Les montagnes bleues
Les montagnes bleues, Philippe Vidal, Ed. Max Milo, 2014....
Jamaïque, 1700, Christian est esclave dans la plantation de John Fenwick. Esclave particulier, car lorsqu'il était enfant, il a sauvé de la noyade son maître actuel, enfant lui aussi. En reconnaissance, le père de John a pris Christian à ses parents, l'a confié au même précepteur que John, ils ont été instruits, éduqués, élevés ensemble, Christian restant tout de même un esclave. Lorsque le jeune homme surprend une conversation entre John et son contremaître visant à se séparer brutalement des esclaves devenus inutiles suite à un ouragan qui a détruit la plantation, Christian sait qu'il doit s'enfuir, car seul témoin de ce plan terrible il risque la mort. Il part alors dans les montagnes bleues cherchant un des villages que des noirs enfuis des plantations ont créés.

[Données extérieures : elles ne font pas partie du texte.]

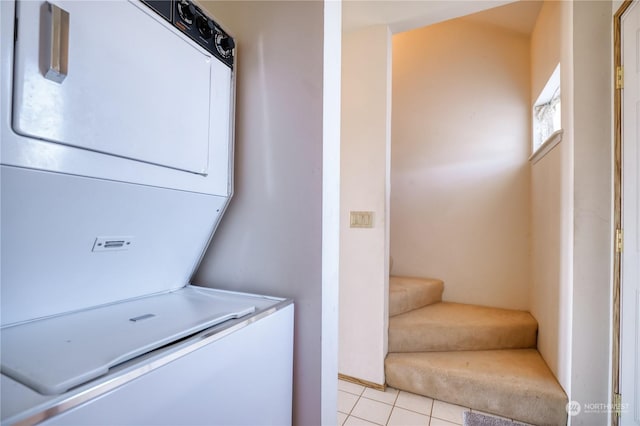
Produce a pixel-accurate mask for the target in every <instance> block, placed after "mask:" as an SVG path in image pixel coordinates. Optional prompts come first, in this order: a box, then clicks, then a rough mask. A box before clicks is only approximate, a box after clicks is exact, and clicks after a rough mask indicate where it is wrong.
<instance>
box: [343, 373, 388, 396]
mask: <svg viewBox="0 0 640 426" xmlns="http://www.w3.org/2000/svg"><path fill="white" fill-rule="evenodd" d="M338 379H340V380H344V381H345V382H351V383H355V384H357V385H362V386H366V387H368V388H372V389H375V390H379V391H382V392H384V391H385V389H386V388H387V384H386V383H385V384H382V385H380V384H378V383H373V382H370V381H368V380H362V379H357V378H355V377H351V376H347V375H345V374H341V373H338Z"/></svg>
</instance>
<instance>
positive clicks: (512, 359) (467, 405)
mask: <svg viewBox="0 0 640 426" xmlns="http://www.w3.org/2000/svg"><path fill="white" fill-rule="evenodd" d="M443 291H444V283H443V282H442V281H441V280H436V279H428V278H409V277H390V280H389V316H390V318H389V354H388V355H387V359H386V360H385V374H386V380H387V384H388V385H389V386H391V387H394V388H396V389H401V390H405V391H408V392H412V393H416V394H420V395H424V396H428V397H431V398H435V399H439V400H441V401H446V402H450V403H453V404H458V405H463V406H465V407H470V408H472V409H477V410H481V411H485V412H488V413H493V414H497V415H500V416H503V417H508V418H512V419H515V420H518V421H522V422H526V423H531V424H535V425H565V424H566V422H567V412H566V411H565V406H566V404H567V402H568V401H567V396H566V395H565V393H564V391H563V390H562V388H561V387H560V385H559V384H558V382H557V380H556V379H555V377H554V375H553V373H551V371H550V370H549V368H548V367H547V364H546V363H545V362H544V360H543V359H542V357H541V356H540V354H539V353H538V351H537V349H536V343H537V342H536V338H537V330H538V323H537V322H536V320H535V318H533V316H531V314H530V313H528V312H524V311H514V310H509V309H497V308H488V307H483V306H475V305H464V304H460V303H447V302H442V293H443Z"/></svg>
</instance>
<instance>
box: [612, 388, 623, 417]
mask: <svg viewBox="0 0 640 426" xmlns="http://www.w3.org/2000/svg"><path fill="white" fill-rule="evenodd" d="M612 408H613V410H612V411H613V412H614V413H615V415H616V416H618V417H620V411H622V395H621V394H619V393H614V394H613V407H612Z"/></svg>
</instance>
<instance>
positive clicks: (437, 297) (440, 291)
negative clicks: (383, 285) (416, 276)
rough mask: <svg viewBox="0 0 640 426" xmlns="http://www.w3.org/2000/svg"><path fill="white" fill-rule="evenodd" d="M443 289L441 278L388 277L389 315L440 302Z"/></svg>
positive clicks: (398, 313)
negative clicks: (388, 294)
mask: <svg viewBox="0 0 640 426" xmlns="http://www.w3.org/2000/svg"><path fill="white" fill-rule="evenodd" d="M443 291H444V283H443V282H442V281H441V280H436V279H430V278H408V277H389V316H390V317H393V316H395V315H400V314H403V313H405V312H409V311H412V310H414V309H419V308H422V307H424V306H428V305H431V304H433V303H438V302H441V301H442V293H443Z"/></svg>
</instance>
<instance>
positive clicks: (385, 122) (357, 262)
mask: <svg viewBox="0 0 640 426" xmlns="http://www.w3.org/2000/svg"><path fill="white" fill-rule="evenodd" d="M342 49H343V50H342V54H343V55H342V130H341V133H342V152H341V164H342V165H341V207H340V211H341V218H340V224H341V234H340V253H341V256H340V349H339V351H340V356H339V372H340V373H342V374H345V375H347V376H351V377H354V378H358V379H361V380H366V381H369V382H372V383H376V384H384V383H385V379H384V357H385V356H386V354H387V329H388V314H387V312H388V307H387V298H388V296H387V294H388V288H389V266H388V258H389V251H388V241H389V238H388V235H389V234H388V228H387V226H386V223H387V216H388V208H389V207H388V206H389V202H388V199H389V192H388V191H389V140H390V111H389V107H390V104H391V100H390V97H391V92H390V90H391V70H390V64H391V35H390V33H389V30H388V28H387V27H386V26H373V27H368V28H365V29H361V30H358V31H356V32H352V33H345V34H344V35H343V44H342ZM361 210H365V211H373V212H374V226H373V228H364V229H360V228H350V227H349V212H350V211H361Z"/></svg>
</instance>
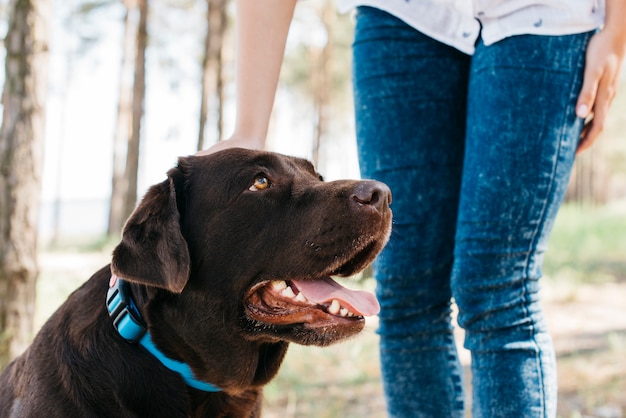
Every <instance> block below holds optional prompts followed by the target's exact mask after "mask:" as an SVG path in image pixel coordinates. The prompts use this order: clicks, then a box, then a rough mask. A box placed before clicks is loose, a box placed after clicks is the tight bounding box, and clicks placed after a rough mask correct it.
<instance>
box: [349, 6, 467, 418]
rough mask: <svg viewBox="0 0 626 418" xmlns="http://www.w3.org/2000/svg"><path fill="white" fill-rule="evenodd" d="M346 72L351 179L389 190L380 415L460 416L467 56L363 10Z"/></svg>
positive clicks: (359, 21)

On a tous lu ou vu des livres ou des films sur l'esclavage : La case de l'oncle Tom, Racines, pour les plus anciens, Django Unchained ou 12 years a slave pour les plus récents. Ce roman est nourri de tout cela évidemment, il n'évite pas les bons sentiments, la romance, quelques grosses ficelles, mais une fois commencé on ne s'arrête plus, les 430 pages passent rapidement avec l'envie de connaître le dénouement, le souhait que Christian et les siens s'en sortent comme dans un film hollywoodien, qu'il se marie avec Mo et qu'ils aient beaucoup d'enfants et qu'enfin, les esclaves soient reconnus en tant qu'individus par les blancs qui dirigent la Jamaïque ! Evidemment, tout ne se passera pas comme cela et c'est tant mieux. D'abord parce que l'auteur se base sur des faits historiques et qu'il ne peut les tordre pour qu'ils collent à son histoire et ensuite, parce que même si en lisant on souhaite une fin heureuse, si elle advenait -dans les termes que je donnais plus haut- on crierait au scandale de la mièvrerie et de la bluette !
Cette introduction finie, je vais être direct, j'ai beaucoup aimé ce roman, mais vous l'aviez déjà compris. Un roman d'aventures, "une épopée magistrale sur un fond historique méconnu" (4ème de couverture). Tous les ingrédients sont là, bien mélangés, habilement dosés qui donnent un livre bien qu'épais, très digeste, on en redemande même, pas question de régime. L'amour, l'amitié, la trahison, les rivalités, la jalousie, la soif de connaissance, la peur de l'autre, l'abominable supériorité des blancs, l'abominable vie des esclaves, la mort, ... P. Vidal évite un manichéisme un peu facile, il ne fait pas de tous ses personnages blancs des "méchants" et des tous ses personnages noirs des "gentils", tous ont une part sombre et une plus avouable. Bien sûr, on est quand même plus dans l'empathie pour Christian et les siens que pour les planteurs et les contremaîtres qui prennent du plaisir à fouetter les esclaves, le contraire aurait été insupportable.
Son histoire est située en Jamaïque et historiquement avérée, un clin d'œil est finement amené en toute fin de volume à Nanny, l'une des héroïnes de la lutte contre l'esclavagisme dans ce pays (en cliquant ici, vous avez l'histoire de cette femme). Les esclaves qui parvenaient à s'enfuir des plantations de canne à sucre se réfugiaient dans les montagnes bleues et créaient des communautés dont certaines ont ensuite réussi à libérer d'autres esclaves.
Alerte et maîtrisé de bout en bout, ce roman se savoure avec plaisir et me permet de renouer avec les romans d'aventures de mon enfance et de mon adolescence. Vraiment, j'ai pris beaucoup de plaisir à le lire et je vais le conseiller aux enfants et adultes de la maisonnée voire plus largement.